Mr. Schlapp noted that the ACU, which hosts CPAC each year, must support local conservative grassroots movements, despite its Washington D.C. beltway location in Northern Virginia.

“We fail to be a grassroots movement, if we’re a Washington, DC movement. But we give real thought to the idea of why we are so focused on Washington DC. Yes, it’s important, but we got to be focused on each and every one of these communities,” he said.

Conservatives discovered how much impact their local school boards, election boards and city councils had on their lives at the height of the COVID-19 pandemic triggering a wave of recall efforts against school board officials and local campaign launches.

Just last year, according to Ballotpedia, school board recalls hit an all-time high. Between 2006 and 2021, the website documented an average of only 32 recall efforts each year against an average of 76 school board members. However, in 2021, Ballotpedia recorded 92 school board recall campaigns against 215 board members.

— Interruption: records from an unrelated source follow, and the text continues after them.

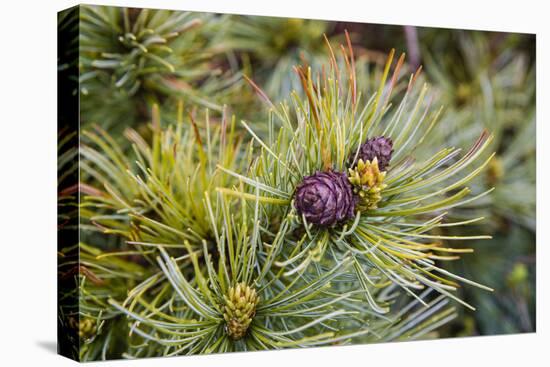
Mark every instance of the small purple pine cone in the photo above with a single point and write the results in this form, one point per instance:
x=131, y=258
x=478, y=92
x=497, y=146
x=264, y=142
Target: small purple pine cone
x=379, y=147
x=325, y=198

“There’s so much more that can be learned at the local level. I come from California, born and raised in Redding, California, in Redding, California, they literally have taken back their board of supervisors,” CPAC speaker David Harris Jr., an entrepreneur and podcast host, told the audience. “This group in Shasta County, started at the local level. They got to the school board meetings. They got into the board of supervisors meetings and they recalled the main Chair of the Board of Supervisors. They were taking their county back.”

Some conservatives say the Republican Party was led astray from local races by political consultants looking for big paydays from Senate, House and presidential campaigns.

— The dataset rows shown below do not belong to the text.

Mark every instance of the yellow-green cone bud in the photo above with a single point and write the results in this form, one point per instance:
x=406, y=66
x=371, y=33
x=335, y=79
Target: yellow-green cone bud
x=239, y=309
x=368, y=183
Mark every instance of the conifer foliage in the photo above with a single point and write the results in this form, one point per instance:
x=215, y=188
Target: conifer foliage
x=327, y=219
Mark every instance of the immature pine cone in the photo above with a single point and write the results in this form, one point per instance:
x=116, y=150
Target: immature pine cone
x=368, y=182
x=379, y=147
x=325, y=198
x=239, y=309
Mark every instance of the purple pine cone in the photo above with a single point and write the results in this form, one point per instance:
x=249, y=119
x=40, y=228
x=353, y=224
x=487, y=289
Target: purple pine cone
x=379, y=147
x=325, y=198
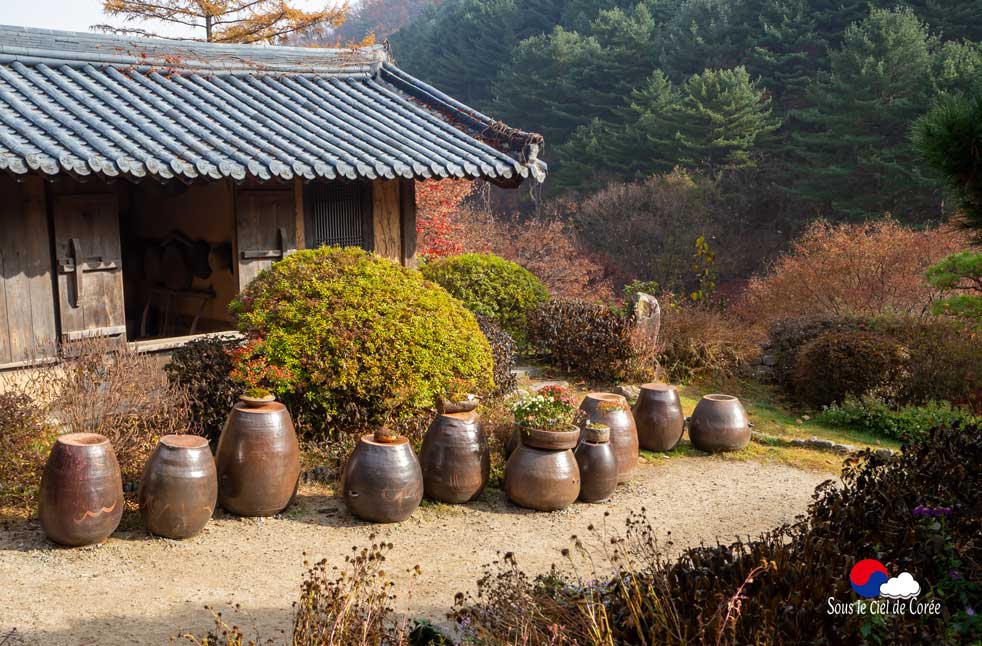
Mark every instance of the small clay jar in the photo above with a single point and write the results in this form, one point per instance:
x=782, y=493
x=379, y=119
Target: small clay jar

“Too much of the focus has been on consultants and super PACs, and moving big, large amounts of money where people have made made profits off of this rather than stocking the bench,”Mike Bayham a member of  Louisiana’s Republican Central Committee told The Times.

“We need to have people who can move up and the local races are where you get your people to start off. The emphasis has always been too much top-down with the party,” he said. “They’re starting to realize that needs to go from the bottom up.”

Mr. Bayham says that liberal Democrats are running long-shot candidates for local races in Louisiana because they intend to build a foundation, while the GOP is looking away.  

“The [GOP] got too comfortable being at the top, and they’re trying to manage everything from the top down. The Democrats are trying to build the foundation to grow later on.”

Conservatives often received their political activism cues from powerful syndicated talk radio hosts, the internet, and cable news, leading them, some say, to focus exclusively on national issues happening in Washington.

WIBC Indianapolis talk radio host Tony Katz does local morning drive radio and a later midday program that focuses on national issues for his audience. He says that local talk radio is probably the last media watchdog to inform political activists about what is going on in their back yards.

“It’s local newsrooms that are missing in so many places that make it harder to know about local issues,” he said. “One is that they think the local stuff is boring. And the National stuff makes them popular. It gets the click on Facebook, it gets the moment on Twitter.”

He added, “That’s been the problem and the people who have kind of hopefully started to reverse that trend are the moms who have been fighting the school boards and people realizing what happens in my backyard what happens in that town that no one ever drives through?”